Duncan connected with the group via her brother, Randy Burns, who, in 1975, cofounded Gay American Indians.

Comfort and Joy has an elaborate camp set-up, said Johnson, with fluorescent flags just like the ones on Duncan’s food stand. Members put in a lot of work and money to build it.

However, he said, “We’re not going to do all this work just to have a fabulous party. We love doing it, but we want to have more meaning in life. We want more things to help people feel better in life, more things that help people out.” The camp holds a food drive with collection points in Wadsworth, Nixon and at Burning Man, collecting canned food and produce.

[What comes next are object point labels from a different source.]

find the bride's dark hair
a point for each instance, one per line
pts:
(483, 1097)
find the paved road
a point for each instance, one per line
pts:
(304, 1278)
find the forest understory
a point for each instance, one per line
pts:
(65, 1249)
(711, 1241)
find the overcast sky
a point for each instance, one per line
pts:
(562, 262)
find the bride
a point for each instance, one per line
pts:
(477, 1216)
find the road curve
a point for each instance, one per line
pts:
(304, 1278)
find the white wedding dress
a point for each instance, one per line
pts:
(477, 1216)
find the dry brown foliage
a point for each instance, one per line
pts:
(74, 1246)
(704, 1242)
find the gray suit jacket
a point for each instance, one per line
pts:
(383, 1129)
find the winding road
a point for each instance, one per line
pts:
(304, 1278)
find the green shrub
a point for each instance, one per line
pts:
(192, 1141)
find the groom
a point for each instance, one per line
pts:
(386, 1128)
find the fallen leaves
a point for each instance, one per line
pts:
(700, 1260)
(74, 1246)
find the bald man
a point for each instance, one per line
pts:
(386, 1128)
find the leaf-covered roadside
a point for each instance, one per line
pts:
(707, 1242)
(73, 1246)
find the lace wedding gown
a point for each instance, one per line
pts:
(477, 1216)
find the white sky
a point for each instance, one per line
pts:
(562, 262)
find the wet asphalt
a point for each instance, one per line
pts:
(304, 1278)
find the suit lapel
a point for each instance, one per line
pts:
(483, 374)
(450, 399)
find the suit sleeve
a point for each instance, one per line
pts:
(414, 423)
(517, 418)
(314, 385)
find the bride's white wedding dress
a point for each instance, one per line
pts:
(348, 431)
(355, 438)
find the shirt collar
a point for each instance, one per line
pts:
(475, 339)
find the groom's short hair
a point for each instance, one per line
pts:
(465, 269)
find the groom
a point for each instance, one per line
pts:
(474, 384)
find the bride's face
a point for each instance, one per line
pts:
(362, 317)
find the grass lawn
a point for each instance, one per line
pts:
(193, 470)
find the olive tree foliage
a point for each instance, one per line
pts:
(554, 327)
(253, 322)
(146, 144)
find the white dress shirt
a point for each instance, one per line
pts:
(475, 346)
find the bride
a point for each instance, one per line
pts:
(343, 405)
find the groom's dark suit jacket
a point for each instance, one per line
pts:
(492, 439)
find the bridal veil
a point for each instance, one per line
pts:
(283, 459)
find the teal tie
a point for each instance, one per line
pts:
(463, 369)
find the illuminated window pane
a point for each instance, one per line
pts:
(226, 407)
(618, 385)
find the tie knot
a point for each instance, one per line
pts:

“Two years ago the pile of food [at the Burning Man camp] was maybe 10 feet square,” said Johnson. Last year the pile was about 10 by 30.” (The piles were about four feet high, he clarified.) He reckons the threefold increase was largely due to an announcement played over BMIR, the seasonal Burning Man radio station.

Camp members pack the food into any spare space they can find in their gear-stuffed vehicles as they exit and drop it off with either Duncan or another roadside food vendor, named Bunny, in Nixon. The women distribute it to the Pyramid Lake Paiute Tribe Food Bank & Pantry. The group has also raised cash donations. Last year Comfort and Joy donated $1,700, which the food bank used to purchase a freezer. Johnson estimated that this year’s donation would be about $3,000.

Much as Duncan is pleased to be a link in the food-bank chain, she and her sister, Gretchen Burns, who was helping at the food stand, have found that not all the relationships between them and the thousands of travelers are as smooth.

Appearing from behind the counter, Burns said, “See, you’re on Indian land. You look down here, it’s nothing but sand. This is nothing but sand, so you know at one time this was full of water. And, see, people are not interested in the history of the Paiutes or the water fight.”

Duncan nodded, adding with a tone of concern, “If I went to Europe, I’d want to know where I’m going to go, what I’m going to see, what kind of people. I’d want to check out their cuisine.”

“People, they don’t think that way,” Burns said. “They just don’t really take time to. For a while, I used to sit over here and explain to the people about the Paiute tribe and where the water used to automatically flow into Pyramid Lake … and they don’t want to hear, like the Anglos in Reno/Sparks, and all the surrounding areas, Carson City, Lahontan. They all have stolen—stolen—the water from the tribe, you know. They don’t want to hear that. … It’s just like history goes. They don’t want to hear the truth. They don’t give a rat’s ass. All they care is going out and getting drunk to party.”

Burns added that she’d attended some parties herself in her day, that she could understand the rush.

Duncan and Burns ran the food stand as if it was any small-town business. Either woman dipped the occasional wheel of dough into a cast-iron Dutch oven full of boiling oil and flipped it with tongs each time a customer ordered a taco. Strangers and friends came and went to eat the frybread, gossip, talk about the weather or ask for directions, and the conversation shifted smoothly back and forth between lighthearted pleasantries and serious concerns about the big picture of tourist relations on the reservation.

Duncan said she wants people going Burning Man “to take into consideration that they’re passing through our native land, that they should learn a little bit about the culture, be respectful of the people, and be respectful of public safety, and slow down, and think about other people and other people’s lives. That’s how I feel. That’s the flow of what I have to say.”